Data Analysis, Error and Uncertainty - data analysis using Excel Produced by Graham Currell, University of the West of England, Bristol, and David Read, University of Southampton, in association with:
Royal Society of Chemistry, 'Discover Maths for Chemists' website
, and

Essential Mathematics and Statistics for Science, 2nd Edition
Graham Currell and Antony Dowman, Wiley-Blackwell, 2009

This study unit uses video to demonstrate the use of Excel in the analysis of experimental data and its uncertainty.
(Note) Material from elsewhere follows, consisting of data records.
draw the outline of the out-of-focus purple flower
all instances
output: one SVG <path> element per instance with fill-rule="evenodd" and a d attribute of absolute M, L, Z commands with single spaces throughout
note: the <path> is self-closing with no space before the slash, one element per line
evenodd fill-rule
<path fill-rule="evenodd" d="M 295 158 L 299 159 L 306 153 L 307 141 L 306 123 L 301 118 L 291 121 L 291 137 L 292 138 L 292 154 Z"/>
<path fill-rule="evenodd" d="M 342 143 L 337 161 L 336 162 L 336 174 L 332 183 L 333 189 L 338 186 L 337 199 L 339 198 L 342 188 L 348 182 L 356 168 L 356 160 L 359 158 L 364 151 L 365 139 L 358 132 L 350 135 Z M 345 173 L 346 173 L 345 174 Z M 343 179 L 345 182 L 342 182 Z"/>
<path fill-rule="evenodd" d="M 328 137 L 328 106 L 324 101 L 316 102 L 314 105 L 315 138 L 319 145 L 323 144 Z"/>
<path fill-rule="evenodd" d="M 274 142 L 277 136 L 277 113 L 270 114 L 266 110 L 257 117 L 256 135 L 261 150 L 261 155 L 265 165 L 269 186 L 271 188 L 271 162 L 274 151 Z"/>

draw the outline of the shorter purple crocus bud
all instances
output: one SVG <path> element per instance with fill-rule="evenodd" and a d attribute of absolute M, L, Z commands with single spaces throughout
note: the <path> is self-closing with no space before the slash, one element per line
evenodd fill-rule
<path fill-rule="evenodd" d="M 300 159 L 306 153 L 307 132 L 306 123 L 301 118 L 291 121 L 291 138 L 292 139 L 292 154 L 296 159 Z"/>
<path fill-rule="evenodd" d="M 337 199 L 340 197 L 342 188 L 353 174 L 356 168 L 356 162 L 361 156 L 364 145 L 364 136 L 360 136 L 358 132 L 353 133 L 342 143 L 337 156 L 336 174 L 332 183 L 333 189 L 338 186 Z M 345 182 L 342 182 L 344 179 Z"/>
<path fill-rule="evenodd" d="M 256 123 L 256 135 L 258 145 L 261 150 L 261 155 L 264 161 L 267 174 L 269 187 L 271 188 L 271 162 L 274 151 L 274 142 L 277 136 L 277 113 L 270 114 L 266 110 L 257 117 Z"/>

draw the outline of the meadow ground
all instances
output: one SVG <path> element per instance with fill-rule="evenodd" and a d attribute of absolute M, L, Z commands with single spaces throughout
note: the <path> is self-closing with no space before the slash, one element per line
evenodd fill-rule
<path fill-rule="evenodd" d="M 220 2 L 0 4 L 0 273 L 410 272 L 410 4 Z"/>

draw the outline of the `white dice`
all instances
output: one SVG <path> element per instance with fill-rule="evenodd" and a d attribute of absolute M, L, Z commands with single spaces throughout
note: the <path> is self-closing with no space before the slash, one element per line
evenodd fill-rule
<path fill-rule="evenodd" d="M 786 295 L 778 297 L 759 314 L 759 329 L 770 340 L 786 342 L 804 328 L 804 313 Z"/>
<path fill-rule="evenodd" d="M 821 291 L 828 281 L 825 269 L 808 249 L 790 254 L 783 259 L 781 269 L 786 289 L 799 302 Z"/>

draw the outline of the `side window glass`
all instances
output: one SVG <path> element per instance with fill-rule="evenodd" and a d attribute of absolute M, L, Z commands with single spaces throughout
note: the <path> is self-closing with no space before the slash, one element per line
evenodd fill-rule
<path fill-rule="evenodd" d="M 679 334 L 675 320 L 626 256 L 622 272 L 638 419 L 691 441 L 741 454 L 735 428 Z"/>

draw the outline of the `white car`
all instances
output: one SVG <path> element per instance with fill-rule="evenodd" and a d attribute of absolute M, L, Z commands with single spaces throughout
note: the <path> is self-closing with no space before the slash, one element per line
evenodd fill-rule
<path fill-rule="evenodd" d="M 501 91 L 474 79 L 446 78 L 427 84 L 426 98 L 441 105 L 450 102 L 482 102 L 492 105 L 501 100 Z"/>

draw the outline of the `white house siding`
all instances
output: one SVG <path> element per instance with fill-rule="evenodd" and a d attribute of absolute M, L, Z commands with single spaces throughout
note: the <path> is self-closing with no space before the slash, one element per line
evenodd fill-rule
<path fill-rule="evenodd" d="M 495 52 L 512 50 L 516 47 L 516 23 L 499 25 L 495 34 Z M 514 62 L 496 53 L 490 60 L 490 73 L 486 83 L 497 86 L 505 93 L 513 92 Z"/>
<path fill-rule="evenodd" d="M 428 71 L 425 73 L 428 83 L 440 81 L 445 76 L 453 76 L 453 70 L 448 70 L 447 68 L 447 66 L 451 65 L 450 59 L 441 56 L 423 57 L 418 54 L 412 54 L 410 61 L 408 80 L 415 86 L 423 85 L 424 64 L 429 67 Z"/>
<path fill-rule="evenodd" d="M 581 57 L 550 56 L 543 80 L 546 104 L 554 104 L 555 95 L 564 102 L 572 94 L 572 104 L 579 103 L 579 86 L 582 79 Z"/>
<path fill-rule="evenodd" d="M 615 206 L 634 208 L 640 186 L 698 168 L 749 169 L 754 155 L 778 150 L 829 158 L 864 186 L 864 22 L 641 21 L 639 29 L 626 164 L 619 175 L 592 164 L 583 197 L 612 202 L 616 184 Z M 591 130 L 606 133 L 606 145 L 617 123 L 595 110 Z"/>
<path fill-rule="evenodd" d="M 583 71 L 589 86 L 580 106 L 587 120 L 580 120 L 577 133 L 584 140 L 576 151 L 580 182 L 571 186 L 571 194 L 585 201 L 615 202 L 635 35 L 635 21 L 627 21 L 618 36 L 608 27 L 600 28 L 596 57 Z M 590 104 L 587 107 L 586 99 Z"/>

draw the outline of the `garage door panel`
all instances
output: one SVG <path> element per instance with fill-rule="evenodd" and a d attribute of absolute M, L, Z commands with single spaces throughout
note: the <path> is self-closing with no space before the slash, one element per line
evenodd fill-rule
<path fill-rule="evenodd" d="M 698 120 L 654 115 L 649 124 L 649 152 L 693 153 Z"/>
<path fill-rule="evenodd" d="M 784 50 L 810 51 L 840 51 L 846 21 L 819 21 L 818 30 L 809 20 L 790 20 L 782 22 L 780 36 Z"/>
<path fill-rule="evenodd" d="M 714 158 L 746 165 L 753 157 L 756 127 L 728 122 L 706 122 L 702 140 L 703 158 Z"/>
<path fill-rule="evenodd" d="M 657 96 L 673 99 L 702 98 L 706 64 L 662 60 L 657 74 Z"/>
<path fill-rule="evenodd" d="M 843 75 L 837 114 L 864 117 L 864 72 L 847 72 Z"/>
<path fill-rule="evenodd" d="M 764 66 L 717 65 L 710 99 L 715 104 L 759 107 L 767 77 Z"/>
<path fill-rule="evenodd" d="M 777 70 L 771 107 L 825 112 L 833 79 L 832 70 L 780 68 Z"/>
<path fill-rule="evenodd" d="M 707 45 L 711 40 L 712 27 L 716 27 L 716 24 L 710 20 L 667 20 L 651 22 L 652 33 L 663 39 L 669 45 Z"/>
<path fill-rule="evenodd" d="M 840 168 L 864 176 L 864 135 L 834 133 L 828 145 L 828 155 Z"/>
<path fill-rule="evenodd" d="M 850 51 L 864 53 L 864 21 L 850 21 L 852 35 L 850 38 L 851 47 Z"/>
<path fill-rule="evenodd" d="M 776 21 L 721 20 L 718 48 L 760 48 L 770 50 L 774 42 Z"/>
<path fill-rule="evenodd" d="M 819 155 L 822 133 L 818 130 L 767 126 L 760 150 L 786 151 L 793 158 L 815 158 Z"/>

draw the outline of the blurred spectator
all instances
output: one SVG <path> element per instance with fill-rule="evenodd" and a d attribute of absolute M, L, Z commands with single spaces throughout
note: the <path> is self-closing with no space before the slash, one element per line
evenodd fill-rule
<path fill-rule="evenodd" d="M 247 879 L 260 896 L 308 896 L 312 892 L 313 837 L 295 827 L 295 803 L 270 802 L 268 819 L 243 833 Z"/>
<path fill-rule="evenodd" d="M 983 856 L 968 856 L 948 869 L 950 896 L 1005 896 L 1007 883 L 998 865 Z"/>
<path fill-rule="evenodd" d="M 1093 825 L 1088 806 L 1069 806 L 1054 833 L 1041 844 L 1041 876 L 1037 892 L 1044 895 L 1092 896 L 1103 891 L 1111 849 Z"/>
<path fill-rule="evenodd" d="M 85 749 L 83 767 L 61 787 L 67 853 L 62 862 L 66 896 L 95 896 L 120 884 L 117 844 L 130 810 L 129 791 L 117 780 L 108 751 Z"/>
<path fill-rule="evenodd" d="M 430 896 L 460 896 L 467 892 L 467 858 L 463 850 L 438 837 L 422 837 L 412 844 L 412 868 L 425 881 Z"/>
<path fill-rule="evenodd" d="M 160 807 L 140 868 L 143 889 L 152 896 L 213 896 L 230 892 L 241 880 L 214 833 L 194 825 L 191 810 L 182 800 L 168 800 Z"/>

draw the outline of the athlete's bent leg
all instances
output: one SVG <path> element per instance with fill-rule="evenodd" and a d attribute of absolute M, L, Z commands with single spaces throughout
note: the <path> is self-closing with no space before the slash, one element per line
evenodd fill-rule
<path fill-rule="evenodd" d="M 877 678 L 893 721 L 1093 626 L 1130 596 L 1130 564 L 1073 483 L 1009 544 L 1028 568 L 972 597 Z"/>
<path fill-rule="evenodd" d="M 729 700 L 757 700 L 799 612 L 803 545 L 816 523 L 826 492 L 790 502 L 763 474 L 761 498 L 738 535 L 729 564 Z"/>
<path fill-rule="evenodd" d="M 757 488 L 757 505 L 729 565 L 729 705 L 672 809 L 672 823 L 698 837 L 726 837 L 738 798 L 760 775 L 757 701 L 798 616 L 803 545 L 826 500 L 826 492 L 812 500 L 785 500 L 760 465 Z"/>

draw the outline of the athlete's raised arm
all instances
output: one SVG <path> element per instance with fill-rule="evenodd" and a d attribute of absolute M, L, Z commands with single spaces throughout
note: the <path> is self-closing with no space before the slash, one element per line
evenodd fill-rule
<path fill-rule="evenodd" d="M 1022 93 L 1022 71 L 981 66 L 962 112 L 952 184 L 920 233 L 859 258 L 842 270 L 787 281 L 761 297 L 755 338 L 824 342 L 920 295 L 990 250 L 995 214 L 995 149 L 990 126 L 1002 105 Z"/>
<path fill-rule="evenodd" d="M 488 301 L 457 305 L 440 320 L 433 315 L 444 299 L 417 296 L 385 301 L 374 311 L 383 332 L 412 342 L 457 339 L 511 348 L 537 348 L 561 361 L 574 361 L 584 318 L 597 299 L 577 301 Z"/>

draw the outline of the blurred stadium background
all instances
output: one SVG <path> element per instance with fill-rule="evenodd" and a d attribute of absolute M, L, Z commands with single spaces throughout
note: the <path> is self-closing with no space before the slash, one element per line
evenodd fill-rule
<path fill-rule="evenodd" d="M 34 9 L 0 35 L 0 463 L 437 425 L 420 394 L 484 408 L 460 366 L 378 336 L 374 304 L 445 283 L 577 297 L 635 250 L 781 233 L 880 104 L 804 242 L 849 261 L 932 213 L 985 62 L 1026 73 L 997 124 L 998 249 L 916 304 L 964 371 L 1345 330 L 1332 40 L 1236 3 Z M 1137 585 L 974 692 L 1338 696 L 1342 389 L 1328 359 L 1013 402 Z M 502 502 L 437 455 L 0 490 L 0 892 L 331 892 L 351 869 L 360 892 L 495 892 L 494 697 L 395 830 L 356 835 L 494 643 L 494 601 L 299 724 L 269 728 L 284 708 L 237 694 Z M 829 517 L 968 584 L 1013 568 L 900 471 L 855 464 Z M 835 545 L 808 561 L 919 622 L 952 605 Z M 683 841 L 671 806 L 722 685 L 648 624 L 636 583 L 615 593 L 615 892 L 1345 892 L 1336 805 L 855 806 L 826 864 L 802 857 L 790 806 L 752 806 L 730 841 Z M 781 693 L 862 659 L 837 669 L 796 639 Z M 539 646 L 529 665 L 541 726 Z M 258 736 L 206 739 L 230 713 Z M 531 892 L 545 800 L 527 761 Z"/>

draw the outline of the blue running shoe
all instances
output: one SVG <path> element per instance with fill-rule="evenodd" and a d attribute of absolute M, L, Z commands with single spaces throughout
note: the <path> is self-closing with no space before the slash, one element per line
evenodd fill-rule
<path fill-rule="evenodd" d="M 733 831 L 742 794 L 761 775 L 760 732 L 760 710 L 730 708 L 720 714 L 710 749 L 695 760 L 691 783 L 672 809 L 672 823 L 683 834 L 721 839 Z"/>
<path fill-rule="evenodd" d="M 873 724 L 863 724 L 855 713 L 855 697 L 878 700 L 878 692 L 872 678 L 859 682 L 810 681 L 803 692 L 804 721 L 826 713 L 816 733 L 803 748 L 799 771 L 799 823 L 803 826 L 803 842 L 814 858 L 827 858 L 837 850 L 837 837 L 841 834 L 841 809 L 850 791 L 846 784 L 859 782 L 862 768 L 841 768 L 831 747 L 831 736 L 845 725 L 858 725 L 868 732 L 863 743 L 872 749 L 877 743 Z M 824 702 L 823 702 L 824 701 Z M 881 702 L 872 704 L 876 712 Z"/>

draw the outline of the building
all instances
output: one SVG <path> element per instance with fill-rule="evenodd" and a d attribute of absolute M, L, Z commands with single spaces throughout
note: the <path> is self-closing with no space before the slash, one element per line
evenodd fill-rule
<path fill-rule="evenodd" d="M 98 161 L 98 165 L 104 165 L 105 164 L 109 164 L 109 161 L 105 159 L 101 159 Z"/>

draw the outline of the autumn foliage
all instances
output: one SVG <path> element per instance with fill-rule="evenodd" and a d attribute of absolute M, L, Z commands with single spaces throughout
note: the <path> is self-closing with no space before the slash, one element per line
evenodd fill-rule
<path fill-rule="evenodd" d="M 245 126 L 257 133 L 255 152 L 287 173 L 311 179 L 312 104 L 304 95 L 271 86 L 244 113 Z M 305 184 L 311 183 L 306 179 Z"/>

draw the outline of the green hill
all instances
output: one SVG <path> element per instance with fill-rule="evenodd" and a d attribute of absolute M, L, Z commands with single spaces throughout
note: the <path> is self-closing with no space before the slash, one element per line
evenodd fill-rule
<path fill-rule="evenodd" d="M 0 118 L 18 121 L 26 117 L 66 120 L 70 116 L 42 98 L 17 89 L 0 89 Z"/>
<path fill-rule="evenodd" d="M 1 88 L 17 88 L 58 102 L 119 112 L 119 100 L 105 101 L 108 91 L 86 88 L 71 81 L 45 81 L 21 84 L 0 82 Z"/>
The Excel files used in the data analysis examples and videos can be downloaded here:
ExcelDataUncert01.xlsx for analyses 1 and 2, and
BeersLaw.xls for analysis 3

The study unit is divided into four main sections:

Introduction - provides an overview of the important methods of data analysis using Excel, together with links to video tutorials on basic skills and self-assessment study guide/tutorials on linear regression.

1. Analysis of replicate data - demonstrates the use of equations, functions and data analysis tools, to interpret the results of repeated measurements of a single experimental value. The data represents replicate measures of the pressure, p, of a gas.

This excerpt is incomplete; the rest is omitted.